You don’t need to build this report from scratch every week. Most privacy-first analytics tools have built-in reporting features that do half the work for you.

  • Plausible — Has built-in email reports that send weekly traffic summaries automatically. Use these as your starting point and add the insight and action sections manually.
  • Umami — Export data through the dashboard or API. Pair it with a simple template in Notion for a clean weekly format.
  • Matomo — Scheduled email reports with custom date ranges. The most flexible option if you want to automate the entire report.
  • Looker Studio — Connects to multiple data sources and lets you build a live dashboard that updates automatically. Good for teams that prefer a link over an email attachment.
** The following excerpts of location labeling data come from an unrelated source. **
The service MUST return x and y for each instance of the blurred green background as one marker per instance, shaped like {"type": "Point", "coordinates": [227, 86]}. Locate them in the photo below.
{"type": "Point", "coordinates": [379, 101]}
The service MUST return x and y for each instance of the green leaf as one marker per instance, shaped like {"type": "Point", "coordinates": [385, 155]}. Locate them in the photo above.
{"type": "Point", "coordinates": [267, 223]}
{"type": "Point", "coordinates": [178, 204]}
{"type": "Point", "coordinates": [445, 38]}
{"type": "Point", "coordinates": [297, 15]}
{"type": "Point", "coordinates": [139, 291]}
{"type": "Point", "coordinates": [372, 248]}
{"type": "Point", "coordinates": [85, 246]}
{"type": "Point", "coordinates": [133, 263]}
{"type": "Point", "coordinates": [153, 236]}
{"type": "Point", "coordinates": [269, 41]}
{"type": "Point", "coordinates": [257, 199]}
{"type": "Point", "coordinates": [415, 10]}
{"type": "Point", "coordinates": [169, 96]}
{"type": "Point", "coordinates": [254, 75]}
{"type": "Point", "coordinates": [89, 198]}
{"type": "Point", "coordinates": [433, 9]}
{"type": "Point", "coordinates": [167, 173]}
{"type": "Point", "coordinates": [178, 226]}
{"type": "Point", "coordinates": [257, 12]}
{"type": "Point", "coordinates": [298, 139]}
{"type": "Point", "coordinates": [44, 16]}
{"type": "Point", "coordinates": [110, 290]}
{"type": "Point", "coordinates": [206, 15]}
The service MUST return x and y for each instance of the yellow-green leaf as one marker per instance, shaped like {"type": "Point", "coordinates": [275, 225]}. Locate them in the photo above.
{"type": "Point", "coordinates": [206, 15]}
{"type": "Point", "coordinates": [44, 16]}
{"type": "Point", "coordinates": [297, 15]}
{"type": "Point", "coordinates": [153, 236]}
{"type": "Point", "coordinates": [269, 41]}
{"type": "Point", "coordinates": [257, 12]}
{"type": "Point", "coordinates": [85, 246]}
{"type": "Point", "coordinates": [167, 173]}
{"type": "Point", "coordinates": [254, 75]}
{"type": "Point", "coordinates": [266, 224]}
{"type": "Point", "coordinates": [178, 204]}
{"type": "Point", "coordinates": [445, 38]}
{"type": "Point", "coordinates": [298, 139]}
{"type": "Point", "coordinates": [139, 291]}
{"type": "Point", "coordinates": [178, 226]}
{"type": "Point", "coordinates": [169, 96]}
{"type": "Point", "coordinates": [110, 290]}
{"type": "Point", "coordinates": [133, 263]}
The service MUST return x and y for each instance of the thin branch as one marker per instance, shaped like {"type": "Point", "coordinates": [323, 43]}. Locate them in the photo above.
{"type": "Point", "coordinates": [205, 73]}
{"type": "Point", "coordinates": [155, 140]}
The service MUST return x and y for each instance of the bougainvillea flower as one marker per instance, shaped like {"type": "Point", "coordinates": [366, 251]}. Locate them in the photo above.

The template I use with most clients is a simple shared document with four sections that stays the same every week. The consistency is the point. When the format never changes, readers know exactly where to look for the information they care about.

Tips for Reports That Get Read

After building these for dozens of teams, here’s what I’ve seen work best:

Send it at the same time every week. Monday morning works for most teams. Pick a time and never miss it. Consistency builds the habit of reading it.

Lead with the headline number. Put the most important metric at the top. If your stakeholder only reads one line, make it the one that matters.

Use comparisons, not absolutes. “2,400 visitors” means nothing in isolation. “2,400 visitors, up 15% from last week” tells a story.

Keep it to one page. If you can’t fit your weekly update on one page or one screen, you’re including too much. Move the detailed breakdowns to an appendix or a linked dashboard.

Write for the least technical person in the room. If your CEO can’t understand the report without asking follow-up questions, simplify it. The best reports need zero explanation.

End with the action item. The action item is why the report exists. Everything else is context for that one decision.

The whole point of a weekly marketing report isn’t to prove you’re busy. It’s to make one better decision each week. Stack those up over a quarter and you’ll have made 12 deliberate improvements instead of reacting to whatever felt urgent. That’s how good marketing compounds.